"Abschöpfen von Insiderwissen" kostet 20 Milliarden Euro
Betriebsgeheimnisse werden gezielt ausspioniert, weil Unternehmen und Belegschaften nicht ausreichend über das Problem informiert seien, sagt Berthold Stoppelkamp, Geschäftsführer der Arbeitsgemeinschaft für die Sicherheit in der Wirtschaft.
Nana Brink: Kriminelle im Nadelstreifen sind im Visier der Fahnder: In den USA plauderte ein wichtiger Mitarbeiter eines Zulieferbetriebes des Computergiganten Apple die letzten Neuigkeiten aus - und jetzt hat er gestanden. Bekannt wurde dabei, dass der Mann sein Insiderwissen für teures Geld an Börsenspekulanten verkauft hat. Weitergedacht heißt das, Investoren könnten mit diesem Wissensvorsprung abschätzen, wie sich ein Unternehmen und dessen Kurs an der Börse entwickeln, kurz gesagt, Millionengewinne könnten so auf illegale Weise gemacht werden. Was in den USA möglich ist, wird wohl an den deutschen Grenzen nicht Halt machen, und am Telefon ist jetzt Berthold Stoppelkamp, Geschäftsführer der Arbeitsgemeinschaft für die Sicherheit in der Wirtschaft. Guten Morgen, Herr Stoppelkamp!
Berthold Stoppelkamp: Schönen guten Morgen!
Brink: Nehmen wir das Beispiel USA, das ich eingangs erwähnte: Wie stark ist denn die deutsche Wirtschaft von Spionage betroffen?
Stoppelkamp: Die deutsche Wirtschaft ist leider auch in erheblichem Umfang durch Spionage betroffen. Nach wissenschaftlichen Erhebungen ist der Schaden für die deutsche Volkswirtschaft durch ungewollten Know-how-Abfluss auf mindestens 20 Milliarden Euro jährlich zu beziffern.
Brink: Haben Sie konkrete Beispiele?
Stoppelkamp:Beispiele kann man einerseits nennen das Abschöpfen von Insiderwissen durch sogenanntes Social Engineering, das heißt Ansprechen von Wissensträgern mit der festen Absicht, an Betriebsgeheimnisse zu kommen, ohne dass die Leute merken, dass sie ausspioniert werden. Besonders betroffen sind Forschungssektoren im Umweltbereich, wo es derzeit darum geht, im Umwelttechnologiebereich besonders führend zu werden, insbesondere bei den Elektroantrieben und bei der Speicherkapazität von Batterien. Diese dort agierenden Know-how-Träger sind besonders gefährdet, und die müssen sich besonders schützen.
Brink: Das heißt, lässt sich jemand einstellen in einem Betrieb mit der konkreten Absicht, dann sozusagen Spionage auszuüben, oder ist das jemand, der schon im Betrieb ist?
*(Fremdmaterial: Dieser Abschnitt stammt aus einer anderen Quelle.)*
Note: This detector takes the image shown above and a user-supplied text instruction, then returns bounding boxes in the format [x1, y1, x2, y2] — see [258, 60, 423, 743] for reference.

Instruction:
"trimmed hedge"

Stoppelkamp: Die meisten Fälle, die bekannt werden – ich betone aber, die Dunkelziffer ist sehr groß –, also die meisten Fälle, die bekannt werden, sind die Fälle, wo Mitarbeiter bereits mehrere Jahre im Unternehmen arbeiten und dann angegangen werden von Konkurrenten oder von ausländischen Nachrichtendiensten, um an das entsprechende Wissen zu kommen.
Brink: Sie haben gesagt, die Dunkelziffer ist sehr hoch, und vorher haben Sie die Zahl von 20 Milliarden genannt. Wie hoch ist denn die Dunkelziffer? Kann man das irgendwie noch ein bisschen einschränken?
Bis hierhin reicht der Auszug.